We Have Special Capabilities and Tools
CIGS Cluster Tool
The CIGS cluster tool in our Process Development and Integration Laboratory has capabilities that can benefit your research and development.
- Two 1.5" x 1.5" and one 3" x 3" close-spaced sublimation (CSS) systems for CdTe deposition
- Two 3" x 3" co-evaporators with electron-impact ionization spectrometer (EIES) rate control for CIGS deposition
- 6" x 6" CSS (CdTe) and co-evaporator (CIGS) tools that are integrated with appropriate sputtering and analysis capabilities to study interface formation and industrially relevant processes (i.e., CdTe and CIGS PDIL Tools)
- 12" x 12" system for ZnO and ZnO:Al deposition
- 1.5" x 1.5" and 3" x 3" sputter system for Cd2SnO4, Zn2SnO4, and CdS deposition.
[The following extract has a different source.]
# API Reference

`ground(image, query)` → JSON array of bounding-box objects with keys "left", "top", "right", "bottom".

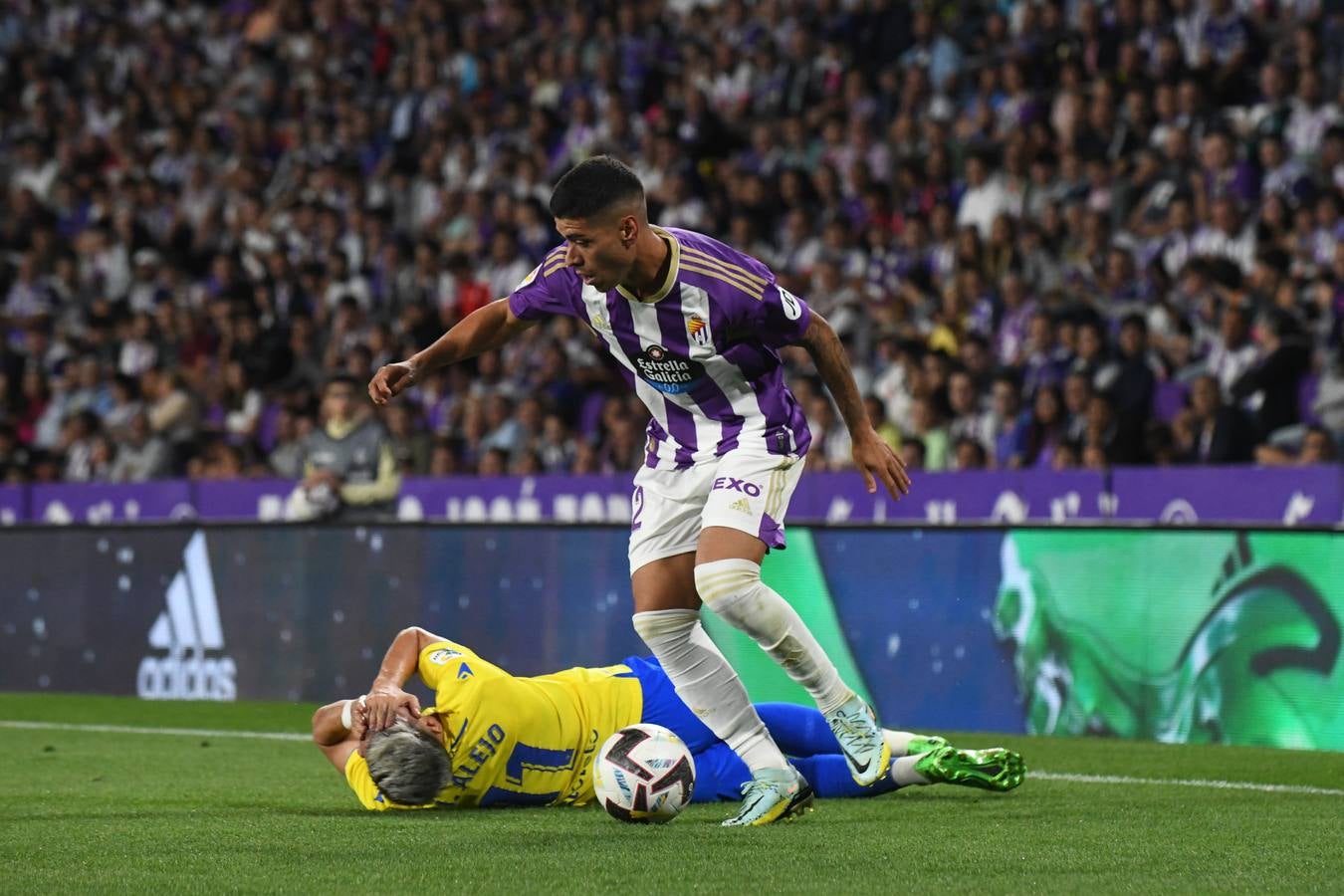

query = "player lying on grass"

[{"left": 314, "top": 627, "right": 1025, "bottom": 808}]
- Suite of cell testing techniques, including current-voltage and quantum efficiency testing of superstrate and substrate thin-film devices
- Extensive collaboration with NREL Measurements and Characterization and Materials Theory Groups to study functionality of existing materials and devices, and develop ideas for new product avenues.
We Have Deep Expertise with Multijunctions
Our researchers have invented and transferred many aspects of thin-film PV technology to related industries, and we develop cells with improved performance, reliability, and cost effectiveness. Our interconnected R&D tasks create a path toward the industry's requirements of higher-performance, reliability-certified cells that are optimized for real-world concentrator systems.
We Partner with Industry
We transfer our technological advances to major industrial players through licensing and high-value cooperative research and development agreements (CRADAs). Our basic criteria for CRADA projects are (1) a potential for a significant impact on the industry, (2) advancement of the technology, and (3) a strong connection to our core competency of multijunction cells.
We work with numerous university and industry partners in the module manufacturing and supply-side aspects of the thin-film PV industry.